Hanging distributed data parallel on interactive example

Anybody can clarify why I keep getting cuda error when using torch.nn.parallel.DistributedDataParallel?

MWE:

if torch.cuda.device_count() > 1:
    torch.distributed.init_process_group(backend='nccl')
    model = torch.nn.parallel.DistributedDataParallel(model).to(device)

executing script:

python -m torch.distributed.launch main.py

Am I using it incorrectly or am I missing something else?

A MWE:

import os
import torch
os.environ['MASTER_ADDR'] = 'localhost'
os.environ['MASTER_PORT'] = '12355'
torch.distributed.init_process_group(backend='nccl', rank=1, world_size=2)

Then the universe hangs completely:

Terminal is not released back to the user. Any ideas why?

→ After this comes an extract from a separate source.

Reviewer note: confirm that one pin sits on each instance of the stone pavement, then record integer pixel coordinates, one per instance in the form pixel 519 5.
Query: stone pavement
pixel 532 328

You have to use DistributedDataParallel with as many processes as the value of world_size. If you specify rank=1 on a single process, it will hang around waiting for the process with rank=0 to start.

Check out the launch utility for easy launching of multiple processes. You can use it like this:

python -m torch.distributed.launch --nproc_per_node=2 ./my_script.py

Awesome, thanks so much for clarifying that!
If you don’t mind me asking for some additional clarifications?

The lauch utility has to be used in combination with DistributedDataParallel right, or can it be used on its own?

Using DistributedDataParallel does it mean that it has to be used in combination with torch.utils.data.distributed.DistributedSampler?

Thanks again!

The correct call for multi-gpu single node is:
world_size = 1 <-- number of nodes
rank=0 <-- which node is running which process